例えば、このようなX線射出装置としては、制動輻射によって線源から周囲全体に射出されるX線のうち、上記特性方向に射出された成分のみをビームコリメータによって切り出す装置が知られている。
このようなX線射出装置によれば、ビームコリメータを移動させることによって、任意の特定方向に硬X線を射出することが可能となる。
【0003】
ところが、上記X線射出装置では、線源から射出されたX線の一部成分のみを切り出し、残りの多くの成分を遮光することとなるため、X線の利用効率が極めて低い。
これに対して、電子をレーザ光によって加速させると共に、加速した電子にレーザ光を衝突させて逆コンプトン散乱現象によって硬X線を発生させるX線射出装置が提案されている。
このようなX線射出装置によれば、一方向のみに強い硬X線を射出することが可能となる。
【先行技術文献】
【特許文献】
【0004】
【非特許文献1】Meas. Sci. Techno. 12(2001) 1824-1834
【発明の概要】
【発明が解決しようとする課題】
【0005】
ところで、逆コンプトン散乱現象を利用して硬X線を安定して生成する場合には、10μm程度の集光領域にレーザ光を集光して、当該領域にて電子とレーザ光とを衝突させる。そして、硬X線は、集光領域に入射する電子及びレーザ光の角度によって一義的に定められる方向に射出される。
そして、このようなX線射出装置において、硬X線を任意の特定方向に射出するための最も簡単な構成としては、X線射出装置そのものを上記特定方向に応じて移動させることである。
【0006】
しかしながら、上述のような逆コンプトン散乱現象を用いて硬X線を射出させる場合に用いられるレーザ光は、超短パルスでハイパワーな特殊なレーザ光であり、ビームストレッチ、多段増幅、ビーム圧縮等の多くの過程を経て発生されるものである。
このため、レーザ光を射出するレーザ光源装置が非常に大きな重量物となる。また、極めて小さな集光領域にレーザ光を集光する必要があることから、移動の際の振動によりレーザ光源装置の内部に組み込まれた光学素子に位置ズレ等が生じた場合には、レーザ光の集光が困難となる。
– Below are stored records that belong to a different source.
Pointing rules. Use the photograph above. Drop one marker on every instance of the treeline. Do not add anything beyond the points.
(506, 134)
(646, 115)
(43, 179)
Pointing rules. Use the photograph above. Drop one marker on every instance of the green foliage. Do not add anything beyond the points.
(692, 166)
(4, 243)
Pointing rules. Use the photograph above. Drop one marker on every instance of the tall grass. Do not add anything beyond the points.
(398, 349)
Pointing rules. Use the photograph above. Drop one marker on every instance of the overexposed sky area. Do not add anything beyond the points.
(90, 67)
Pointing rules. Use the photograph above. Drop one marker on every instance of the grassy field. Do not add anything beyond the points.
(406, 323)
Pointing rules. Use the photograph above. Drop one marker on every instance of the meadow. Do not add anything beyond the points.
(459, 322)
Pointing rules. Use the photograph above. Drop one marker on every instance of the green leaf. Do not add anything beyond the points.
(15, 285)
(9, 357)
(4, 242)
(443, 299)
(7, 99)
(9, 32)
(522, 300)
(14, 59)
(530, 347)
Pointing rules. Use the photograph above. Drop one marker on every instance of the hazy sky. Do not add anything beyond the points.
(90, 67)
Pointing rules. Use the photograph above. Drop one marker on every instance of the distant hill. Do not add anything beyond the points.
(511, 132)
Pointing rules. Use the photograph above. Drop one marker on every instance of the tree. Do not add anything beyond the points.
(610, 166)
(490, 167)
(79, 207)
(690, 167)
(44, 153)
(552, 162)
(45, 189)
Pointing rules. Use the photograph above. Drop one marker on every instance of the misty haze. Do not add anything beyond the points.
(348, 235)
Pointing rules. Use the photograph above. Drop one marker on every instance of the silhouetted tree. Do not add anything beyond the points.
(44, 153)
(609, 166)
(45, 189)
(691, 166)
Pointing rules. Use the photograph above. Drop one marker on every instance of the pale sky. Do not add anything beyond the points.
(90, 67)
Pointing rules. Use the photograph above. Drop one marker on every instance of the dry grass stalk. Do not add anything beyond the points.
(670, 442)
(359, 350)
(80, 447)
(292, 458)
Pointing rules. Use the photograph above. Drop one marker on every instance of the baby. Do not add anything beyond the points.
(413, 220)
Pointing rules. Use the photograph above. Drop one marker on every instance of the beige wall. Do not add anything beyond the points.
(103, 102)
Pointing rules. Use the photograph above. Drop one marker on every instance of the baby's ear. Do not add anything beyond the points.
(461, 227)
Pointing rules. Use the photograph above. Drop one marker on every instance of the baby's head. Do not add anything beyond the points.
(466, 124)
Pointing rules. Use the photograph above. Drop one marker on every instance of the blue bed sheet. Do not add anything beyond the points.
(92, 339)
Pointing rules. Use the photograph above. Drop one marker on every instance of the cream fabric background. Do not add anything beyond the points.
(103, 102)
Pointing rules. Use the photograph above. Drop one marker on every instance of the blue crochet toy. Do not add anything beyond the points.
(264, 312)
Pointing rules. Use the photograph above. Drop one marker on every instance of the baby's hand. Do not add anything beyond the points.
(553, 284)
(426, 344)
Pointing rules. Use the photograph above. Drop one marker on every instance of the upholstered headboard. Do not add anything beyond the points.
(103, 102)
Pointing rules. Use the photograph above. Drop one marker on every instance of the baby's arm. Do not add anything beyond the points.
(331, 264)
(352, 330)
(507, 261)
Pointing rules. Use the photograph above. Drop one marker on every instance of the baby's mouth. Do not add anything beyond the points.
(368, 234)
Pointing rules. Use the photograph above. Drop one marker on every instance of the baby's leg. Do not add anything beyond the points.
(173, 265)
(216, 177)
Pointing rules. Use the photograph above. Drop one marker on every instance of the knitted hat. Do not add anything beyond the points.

したがって、逆コンプトン散乱現象を利用して硬X線を生成するX線射出装置において、硬X線の射出方向を変更するために装置そのものを移動させることは容易ではない。
【0007】
本発明は、上述する問題点に鑑みてなされたもので、逆コンプトン散乱現象を利用して硬X線を生成するX線射出装置において、X線の射出方向を容易に変更可能とすることを目的とする。
【課題を解決するための手段】
【0008】
本発明は、上記課題を解決するための手段として、以下の構成を採用する。
【0009】
第1の発明は、レーザ光によって加速される電子とレーザ光とを集光領域において衝突させることによって指向性を有するX線を発生及び射出するX線射出装置であって、上記レーザ光を射出するレーザ光源装置と、該レーザ光源装置から射出された上記レーザ光を上記集光領域に導光する導光手段と、該導光手段が固定されるステージと、上記集光領域を固定して上記ステージを移動させる移動手段とを備えるという構成を採用する。
【0010】
第2の発明は、上記第1の発明において、上記ステージの外部に設置されると共に上記ステージの移動に伴って上記導光手段への上記レーザ光の入射方向を追従させる追従手段を備えるという構成を採用する。
【0011】
第3の発明は、上記第2の発明において、上記追従手段が、入射位置に応じて上記ステージへの上記レーザ光の入射方向を変更する第1反射手段と、上記レーザ光の進行方向に移動可能とされると共に上記第1反射手段への上記レーザ光の入射位置を規定する第2反射手段とを備えるという構成を採用する。
【0012】
第4の発明は、上記第3の発明において、上記第1反射手段が、取付角度の異なる複数の平面鏡から構成されているという構成を採用する。
【0013】
第5の発明は、上記第1〜第4の発明において、上記導光手段が複数の光学素子を備え、上記移動手段が、上記光学素子のうち上記レーザ光に対して最も上流側に位置する最上流光学素子を通過する軸を中心として上記ステージを回転移動可能としているという構成を採用する。
【発明の効果】
【0014】
本発明によれば、ステージ上に導光手段が固定され、当該ステージが集光領域を固定した状態で移動される。つまり、本発明においては、集光領域の位置が固定された状態で、導光手段が固定されたステージが移動され、集光領域と導光手段との位置関係が保たれたまま導光手段が移動することとなる。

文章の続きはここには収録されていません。